O estudo indica que mulheres negras eram 41% das vítimas de violência patrimonial em 2018, percentual que subiu para 47% em 2022. No caso de mulheres brancas, houve queda de 6% na proporção.

Segundo Vivian, é difícil determinar qual é o fator que explica um aumento tão considerável no número de registros. Pode ser que as vítimas estejam mais cientes do que é a tipificação, mas também que os agentes de segurança ou operadores de justiça estejam fazendo o registro de forma mais correta e precisa.

A especialista pondera que esse tipo de violência é um dos ensejadores para um ciclo ainda pior de violências.

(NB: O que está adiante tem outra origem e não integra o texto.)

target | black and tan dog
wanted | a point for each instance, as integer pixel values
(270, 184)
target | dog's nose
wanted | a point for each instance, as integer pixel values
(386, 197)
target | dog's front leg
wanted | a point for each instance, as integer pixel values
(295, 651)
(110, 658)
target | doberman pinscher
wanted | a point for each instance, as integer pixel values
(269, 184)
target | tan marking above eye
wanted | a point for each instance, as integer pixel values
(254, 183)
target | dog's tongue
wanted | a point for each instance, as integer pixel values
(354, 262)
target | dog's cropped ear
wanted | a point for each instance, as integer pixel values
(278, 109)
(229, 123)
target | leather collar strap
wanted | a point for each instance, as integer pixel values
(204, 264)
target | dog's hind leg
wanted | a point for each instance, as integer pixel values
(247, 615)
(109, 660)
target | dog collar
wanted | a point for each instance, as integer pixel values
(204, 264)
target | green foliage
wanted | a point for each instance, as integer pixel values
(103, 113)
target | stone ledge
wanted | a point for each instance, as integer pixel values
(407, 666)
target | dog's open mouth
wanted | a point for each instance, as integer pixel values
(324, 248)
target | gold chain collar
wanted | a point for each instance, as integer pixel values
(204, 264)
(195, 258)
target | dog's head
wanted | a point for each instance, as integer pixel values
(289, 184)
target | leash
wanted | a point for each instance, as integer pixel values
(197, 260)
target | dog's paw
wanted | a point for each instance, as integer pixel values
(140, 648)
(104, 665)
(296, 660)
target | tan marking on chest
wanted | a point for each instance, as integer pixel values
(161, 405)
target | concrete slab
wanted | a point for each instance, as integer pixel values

A melhor forma de combatê-la é por meio de políticas públicas que trabalhem a autonomia financeira da mulher, preferencialmente por meio da transferência monetária direta.

Pode ser que as mulheres chegassem anteriormente relatando uma situação de violência patrimonial e o operador da justiça entendesse que não é uma violência, não é um crime que não deve ser registrado, ou registrar como ameaça, ou como assédio moral.

O entrave da subnotificação

Em 2020, primeiro ano da pandemia da Covid-19 em todo o mundo, todas as estatísticas de violência contra a mulher — que vinham em uma crescente — diminuíram abruptamente. Isso não significa, no entanto, que menos mulheres foram vítimas, mas que muito provavelmente muitos casos foram subnotifcados, ou seja, não comunicados às autoridades.

Apesar da dificuldade que subnotificação traz para a análise estatística, o que se sabe é suficiente para entender a gravidade da situação e as suas dimensões. Neste sentido, Vivian afirma que é possível desenhar políticas públicas mais robustas do que as que existem hoje — sobretudo, as que são voltadas para a prevenção da violência.

É fundamental e faz parte do pacote de políticas públicas a melhoria de dados, transparência e a conscientização da população da importância de registrar as violências, até para que isso fomente o ciclo de políticas preventivas. O Brasil tem avançado mais nas políticas de proteção, que é quando já tem um risco. É fundamental, agora, que o investimento maior sejam nas políticas de prevenção, para mudar o cenário.